Newman, growing up in London, was familiar with cockney slang and used colloquial language in his letters. Perhaps, he sympathised with his Oxford parishioners having, as his 1824 diary notes, buried “Gedge the umbrella maker” by calling him ‘the Brolly Man’. A popular English expression for an umbrella is ‘a brolly’. How often Newman protected those he wrote to, undergoing the storms of religious doubt, with an ‘over-arching canopy’ of reassurance. We see an example of this sure shelter in his 1839 Sermon, heralding the journey of forty days with Christ to Calvary and beyond:
From the first age downward, not a year has passed but Christians have been exhorted to reflect how far they have let go that birthright, as a preparation for claiming the blessing. At Christmas we are born again with Christ; at Easter we keep the Eucharistic feast. In Lent by penance, we join the two sacraments together. (Parochial and Plain Sermons VI, 2).
In thanksgiving for his spiritual reading on 27 March 1867, two weeks into the penitential season of accompanying Jesus in the wilderness, Newman enthusiastically responds to Emily Bowden’s gift: “…I rejoice to have this volume… I have long had a devotion to the Fathers of the Desert.” (Letters and Diaries XXIII,110).
Newman also sounds a note of caution – advising us not to set unrealistic Lenten goals. They are to be challenging, but achievable and carefully tailored.
We should very much be on our guard when we are engaged and contemplating the lives of Holy Men, against attempting just what they did; which might be right indeed in them, and yet to be wrong in us…We ought to attempt nothing but what we can do. (Parochial and Plain Sermons VI, 3).
Newman outlines the consequences of choosing penances which are too difficult to manage and become occasions of sin, which harm others, through our inevitable “ill-temper”. (Parochial and Plain Sermons VI, I).
He also warns us to be watchful: “It will be a sad remembrance…if we shall find after all that we have undone what was right and profitable in our Lent exercises by a relapse in Easter-tide.” (Parochial and Plain Sermons VI,3).
Newman recognizes that every serious spiritual intent benefits from a lightness of approach.
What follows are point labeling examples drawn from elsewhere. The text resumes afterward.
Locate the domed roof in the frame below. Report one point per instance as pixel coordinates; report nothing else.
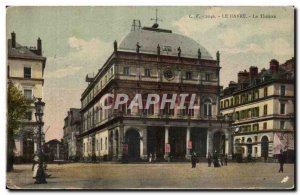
(149, 38)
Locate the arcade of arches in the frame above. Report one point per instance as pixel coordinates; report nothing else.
(163, 141)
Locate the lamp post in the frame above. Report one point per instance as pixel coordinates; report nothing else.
(39, 112)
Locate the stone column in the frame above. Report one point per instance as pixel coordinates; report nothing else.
(166, 140)
(209, 143)
(188, 135)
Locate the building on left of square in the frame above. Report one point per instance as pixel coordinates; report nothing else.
(25, 69)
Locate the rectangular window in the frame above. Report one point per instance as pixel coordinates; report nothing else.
(282, 90)
(28, 94)
(27, 72)
(265, 110)
(265, 91)
(126, 71)
(281, 125)
(147, 72)
(28, 116)
(282, 108)
(265, 125)
(207, 76)
(188, 75)
(255, 127)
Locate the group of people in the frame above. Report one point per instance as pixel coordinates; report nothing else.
(217, 160)
(152, 158)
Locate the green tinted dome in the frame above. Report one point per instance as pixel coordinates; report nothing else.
(169, 42)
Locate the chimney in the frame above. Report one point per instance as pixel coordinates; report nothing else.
(253, 70)
(274, 65)
(243, 76)
(13, 40)
(39, 46)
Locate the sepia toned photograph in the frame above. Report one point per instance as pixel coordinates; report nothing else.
(150, 98)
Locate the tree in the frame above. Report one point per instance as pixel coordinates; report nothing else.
(17, 105)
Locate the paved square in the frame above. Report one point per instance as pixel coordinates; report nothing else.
(161, 176)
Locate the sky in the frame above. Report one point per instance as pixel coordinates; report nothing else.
(78, 40)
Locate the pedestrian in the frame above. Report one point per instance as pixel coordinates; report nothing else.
(35, 165)
(265, 157)
(226, 159)
(150, 158)
(281, 160)
(209, 159)
(216, 159)
(193, 160)
(222, 159)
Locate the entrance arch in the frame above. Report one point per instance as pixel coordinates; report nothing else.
(219, 142)
(133, 140)
(264, 147)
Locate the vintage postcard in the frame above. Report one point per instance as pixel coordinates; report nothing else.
(164, 98)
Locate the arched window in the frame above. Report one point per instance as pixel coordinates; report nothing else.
(207, 107)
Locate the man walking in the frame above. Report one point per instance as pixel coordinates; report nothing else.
(194, 160)
(281, 160)
(209, 159)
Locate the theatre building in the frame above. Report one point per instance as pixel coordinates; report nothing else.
(151, 60)
(262, 107)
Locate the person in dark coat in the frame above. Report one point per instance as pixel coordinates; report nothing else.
(281, 160)
(216, 160)
(209, 159)
(222, 159)
(194, 160)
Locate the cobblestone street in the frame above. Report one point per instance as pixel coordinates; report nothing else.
(174, 175)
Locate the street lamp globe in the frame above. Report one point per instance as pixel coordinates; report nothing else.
(40, 175)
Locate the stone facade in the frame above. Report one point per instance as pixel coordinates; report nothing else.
(72, 128)
(262, 107)
(25, 69)
(138, 133)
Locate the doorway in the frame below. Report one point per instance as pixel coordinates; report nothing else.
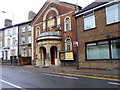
(53, 52)
(43, 55)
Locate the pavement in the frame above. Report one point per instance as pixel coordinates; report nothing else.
(114, 74)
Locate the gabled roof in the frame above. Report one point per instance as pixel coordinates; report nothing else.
(15, 25)
(94, 4)
(53, 1)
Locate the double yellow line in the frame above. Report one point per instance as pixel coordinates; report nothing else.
(76, 75)
(111, 79)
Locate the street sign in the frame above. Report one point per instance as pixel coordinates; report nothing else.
(75, 44)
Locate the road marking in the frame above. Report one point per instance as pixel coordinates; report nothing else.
(114, 83)
(103, 78)
(95, 77)
(16, 86)
(60, 76)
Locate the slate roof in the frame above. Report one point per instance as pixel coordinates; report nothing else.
(16, 25)
(94, 4)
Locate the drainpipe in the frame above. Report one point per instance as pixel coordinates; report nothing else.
(77, 57)
(18, 47)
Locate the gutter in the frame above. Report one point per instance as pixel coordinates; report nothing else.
(97, 7)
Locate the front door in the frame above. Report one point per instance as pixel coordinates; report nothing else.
(53, 54)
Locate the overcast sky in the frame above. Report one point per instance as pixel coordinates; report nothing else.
(20, 8)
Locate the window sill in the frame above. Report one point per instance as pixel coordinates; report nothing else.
(100, 59)
(112, 23)
(90, 29)
(67, 31)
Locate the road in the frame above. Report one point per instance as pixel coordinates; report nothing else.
(13, 78)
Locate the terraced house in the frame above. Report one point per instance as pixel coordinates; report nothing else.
(53, 34)
(99, 35)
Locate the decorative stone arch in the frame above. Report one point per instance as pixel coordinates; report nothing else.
(65, 24)
(51, 8)
(45, 15)
(37, 31)
(53, 52)
(42, 55)
(68, 44)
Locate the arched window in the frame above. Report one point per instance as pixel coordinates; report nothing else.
(68, 44)
(51, 21)
(37, 31)
(67, 24)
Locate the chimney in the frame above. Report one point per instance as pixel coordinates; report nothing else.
(7, 22)
(31, 15)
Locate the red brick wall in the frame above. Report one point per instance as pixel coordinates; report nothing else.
(99, 33)
(62, 10)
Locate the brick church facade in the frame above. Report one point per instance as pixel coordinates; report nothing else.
(54, 31)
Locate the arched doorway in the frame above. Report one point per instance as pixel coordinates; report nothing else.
(53, 52)
(43, 55)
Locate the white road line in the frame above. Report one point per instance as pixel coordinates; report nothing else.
(60, 76)
(16, 86)
(114, 83)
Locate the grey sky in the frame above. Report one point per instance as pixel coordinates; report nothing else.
(20, 8)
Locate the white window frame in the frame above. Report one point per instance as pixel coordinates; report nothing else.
(23, 29)
(1, 34)
(66, 44)
(65, 29)
(29, 39)
(24, 52)
(8, 32)
(23, 40)
(37, 31)
(114, 15)
(29, 28)
(51, 21)
(93, 23)
(8, 42)
(0, 43)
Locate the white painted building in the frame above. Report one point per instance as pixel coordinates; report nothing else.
(10, 42)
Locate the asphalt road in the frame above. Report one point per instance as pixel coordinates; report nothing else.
(13, 78)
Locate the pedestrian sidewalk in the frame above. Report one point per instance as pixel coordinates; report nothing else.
(70, 70)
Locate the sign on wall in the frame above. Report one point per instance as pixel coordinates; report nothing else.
(69, 56)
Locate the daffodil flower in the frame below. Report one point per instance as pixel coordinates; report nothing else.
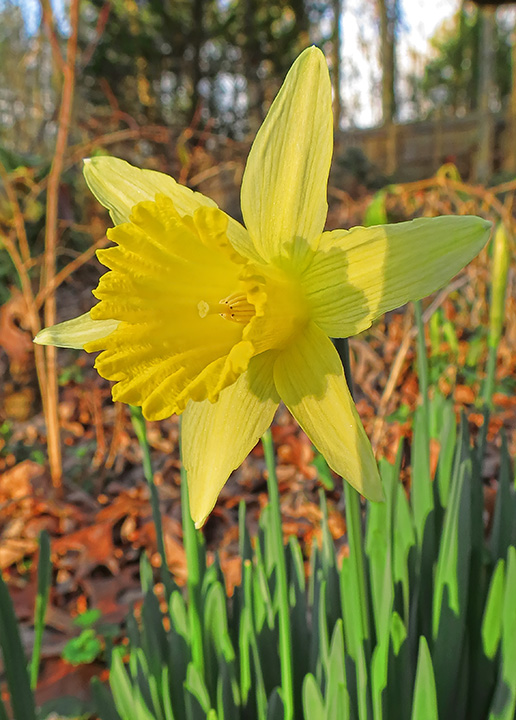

Struggling to manage this balance himself, he crisply replies to Miss Munro’s Pre-Lent letter of 11 February 1850, because her friend, Miss Moore, has described him as “a saint”:
I have nothing of the Saint about me as everyone knows …I may have a high view of many things but this is very different from being what I admire… It is enough for me to black the saint’s shoes – if St Philip uses blacking in heaven. (Letters and Diaries XIII, 419).
Newman encouraged everyone to believe that becoming holy was within their reach and offered the following practical advice as a guide to reflecting upon Jesus’ risen presence at work in every event of their lives. Sharing a proverbial expression, commonly used by his congregation, he concludes:
It is an old saying, “out of sight, out of mind”. Be sure, so it will be, so it must be with us, as regards our blessed Saviour, unless we make continual efforts all through the day to think of Him, His love, His precepts, His gift, and His promises. We must recall what we read in the Gospels and in holy books about Him; we must bring before us what we have heard in Church; we must pray God to enable us to do so…In a word we must meditate, for all this is meditation; and this even the most unlearned person can do and will do, if he has the will to do it. (Parochial and Plain Sermons VI, 4).